Since Lily died, I’ve only felt a few things. Angry, sad and lonely. Sometimes those emotions hit me one at a time. Sometimes I feel them all at once, but usually it comes in a cycle.
The anger either slowly creeps up or it hits like a freight train in a fog—utterly invisible until all of a sudden it’s there, bearing down on me with a fury. My beautiful, vibrant wife was alive when I left her that morning with a quick kiss. And then she just collapsed that day in her parents’ home, the victim of an undiagnosed heart condition.
Fate ripped her away from me. Ripped them away from me—her and our unborn child, still growing inside her. We’d been trying for so long and faced several losses and disappointments, and then it finally happened, and I’d never seen her happier. The unfairness of it all feeds the anger, though it’s not nearly as strong as it was three years ago.
The first year was the worst. Not only was I grieving, I was doing so in the public eye. Fucking sports analysts on TV would chat about how my wife’s death was affecting my game. Photos would show up online with articles and headlines that were all total bullshit.
One day, I was out walking while reading an article on my phone about a guy on another hockey team getting suspended. I looked up to make sure I was still going the right way and a photographer caught my look of disgust, from reading the article, and captioned it “West still forlorn over wife’s death.”

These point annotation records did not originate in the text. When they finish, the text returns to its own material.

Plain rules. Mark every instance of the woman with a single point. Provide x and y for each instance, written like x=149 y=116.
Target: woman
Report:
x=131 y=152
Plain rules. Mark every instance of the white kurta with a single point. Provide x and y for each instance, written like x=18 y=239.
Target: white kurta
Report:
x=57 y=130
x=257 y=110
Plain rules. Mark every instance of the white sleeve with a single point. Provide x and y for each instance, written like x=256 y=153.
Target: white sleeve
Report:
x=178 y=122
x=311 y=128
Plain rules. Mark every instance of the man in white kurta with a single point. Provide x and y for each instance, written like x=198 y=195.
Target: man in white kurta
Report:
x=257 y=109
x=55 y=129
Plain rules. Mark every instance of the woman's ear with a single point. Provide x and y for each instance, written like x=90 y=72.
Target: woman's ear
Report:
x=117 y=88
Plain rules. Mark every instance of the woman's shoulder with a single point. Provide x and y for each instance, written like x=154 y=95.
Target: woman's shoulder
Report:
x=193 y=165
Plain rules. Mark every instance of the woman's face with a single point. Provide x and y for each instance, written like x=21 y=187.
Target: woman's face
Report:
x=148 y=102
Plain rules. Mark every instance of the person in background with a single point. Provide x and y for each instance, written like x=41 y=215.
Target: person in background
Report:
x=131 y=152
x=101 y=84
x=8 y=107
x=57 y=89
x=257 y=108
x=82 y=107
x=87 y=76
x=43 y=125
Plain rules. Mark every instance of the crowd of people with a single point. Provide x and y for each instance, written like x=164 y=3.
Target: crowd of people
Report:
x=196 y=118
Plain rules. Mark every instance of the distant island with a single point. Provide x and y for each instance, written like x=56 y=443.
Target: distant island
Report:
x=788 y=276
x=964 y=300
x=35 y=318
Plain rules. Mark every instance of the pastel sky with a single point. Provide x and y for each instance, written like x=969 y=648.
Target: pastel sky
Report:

Fuck that guy. Only my teammates truly saw what I went through then. In the weeks after burying Lily, I’d be sitting in the locker room with my elbows on my knees, silently crying, and I’d feel a hand on my back, followed by another on my shoulder.
I kept going, though. Eventually, the anger gave way to sadness. I mourned for Lily and our child, feeling like my heart had been hollowed out and would never be full again. That sense that a part of me is missing has been there for the past three years. To not feel it would be to forget Lily.
But last night, when I was out with Rey and my teammates, I lost that haunted feeling. I smiled a lot. I laughed. I loved the feeling of her near me, and the sparkle in her eye. Every touch between us and every kiss was real. At least on my end. Maybe Rey is a great actress and this is all part of the game for her.